Consulta e relatório

A consulente dirige-se a esta e. Turma Deontológica para indagar se há infração ética na ausência de recolhimento de custas judiciais, considerando-se a existência de ofícios oriundos dos Juízos das Comarcas de (...) e (...) direcionados aos advogados objetivando tal cobrança.

Eis os termos em que apresentada a consulta.

 

Parecer e voto

Muito embora a consulta veicule questão prática e a resposta esteja no Código de Processo Civil, não existindo aparentemente conflito ético a atrair a competência desta Turma, entendo possível dela conhecer em abstrato e rememoro que se trata de questão que, sob o ponto de vista da taxa de mandato judicial, já foi objeto de anteriores deliberações deste e. Colegiado, nas quais se deixou assentado que o dever de recolhimento de despesas processuais cabe ao outorgante da procuração, inexistindo infração ética por parte do patrono.

Por todos, cito os precedentes dos Pareceres nº E-4.448/2014, da lavra da eminente dra. Renata Mangueira de Souza, e nº E-2.756/2003, da relatoria do dr. Ricardo Garrido Junior.

Aliás e em relação à taxa de mandato judicial, não há nem mais espaço para o seu recolhimento, na medida em que o Supremo Tribunal Federal declarou a inconstitucionalidade da Lei estadual nº 13.549/2009 no bojo da ADI 5736, afastando a previsão de seu recolhimento.

De mais a mais, o artigo 82, do Código de Processo Civil, é de clareza solar ao dispor competir às partes – e não aos seus patronos – prover as despesas dos atos que realizarem ou requererem nos processos judiciais.

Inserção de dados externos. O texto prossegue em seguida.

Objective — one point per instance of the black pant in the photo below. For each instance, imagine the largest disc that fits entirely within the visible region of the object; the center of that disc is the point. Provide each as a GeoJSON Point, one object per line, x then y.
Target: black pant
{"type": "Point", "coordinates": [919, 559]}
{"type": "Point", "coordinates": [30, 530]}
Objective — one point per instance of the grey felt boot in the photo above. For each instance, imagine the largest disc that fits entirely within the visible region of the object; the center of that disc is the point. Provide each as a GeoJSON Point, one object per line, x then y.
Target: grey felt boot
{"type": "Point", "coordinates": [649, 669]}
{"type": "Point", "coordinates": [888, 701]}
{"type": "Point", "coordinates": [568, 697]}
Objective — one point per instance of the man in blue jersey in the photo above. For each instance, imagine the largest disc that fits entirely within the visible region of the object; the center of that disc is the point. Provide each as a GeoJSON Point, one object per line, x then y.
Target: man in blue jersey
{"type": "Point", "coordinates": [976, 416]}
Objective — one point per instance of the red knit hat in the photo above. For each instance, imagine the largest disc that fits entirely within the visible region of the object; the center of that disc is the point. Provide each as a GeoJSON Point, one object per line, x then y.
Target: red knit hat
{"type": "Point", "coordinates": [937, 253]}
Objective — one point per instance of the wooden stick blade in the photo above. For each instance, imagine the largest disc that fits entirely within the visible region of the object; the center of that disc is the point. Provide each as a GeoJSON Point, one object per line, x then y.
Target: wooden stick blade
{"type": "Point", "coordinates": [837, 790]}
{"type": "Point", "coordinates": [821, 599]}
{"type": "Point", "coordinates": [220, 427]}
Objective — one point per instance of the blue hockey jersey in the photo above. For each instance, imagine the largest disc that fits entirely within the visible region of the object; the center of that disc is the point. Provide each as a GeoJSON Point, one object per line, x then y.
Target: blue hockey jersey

Art. 82, CPC – Salvo as disposições concernentes à gratuidade da justiça, incumbe às partes prover as despesas dos atos que realizarem ou requererem no processo, antecipando-lhes o pagamento, desde o início até a sentença final ou, na execução, até a plena satisfação do direito reconhecido no título. (destaquei)

Cabe a ressalva, por fim, de que o advogado, mesmo não sendo o responsável pelo recolhimento das custas, não pode se eximir do seu pagamento se feito a mando e custeado pelo cliente, caso em que a recusa – nestas circunstâncias bem delineadas – pode configurar infração ética.

Nestes termos e com a observação acima, concluo que, por competir à parte e não ao patrono o recolhimento de custas processuais, inexiste infração ética no caso.

Submeto ao melhor Juízo deste e. Colegiado.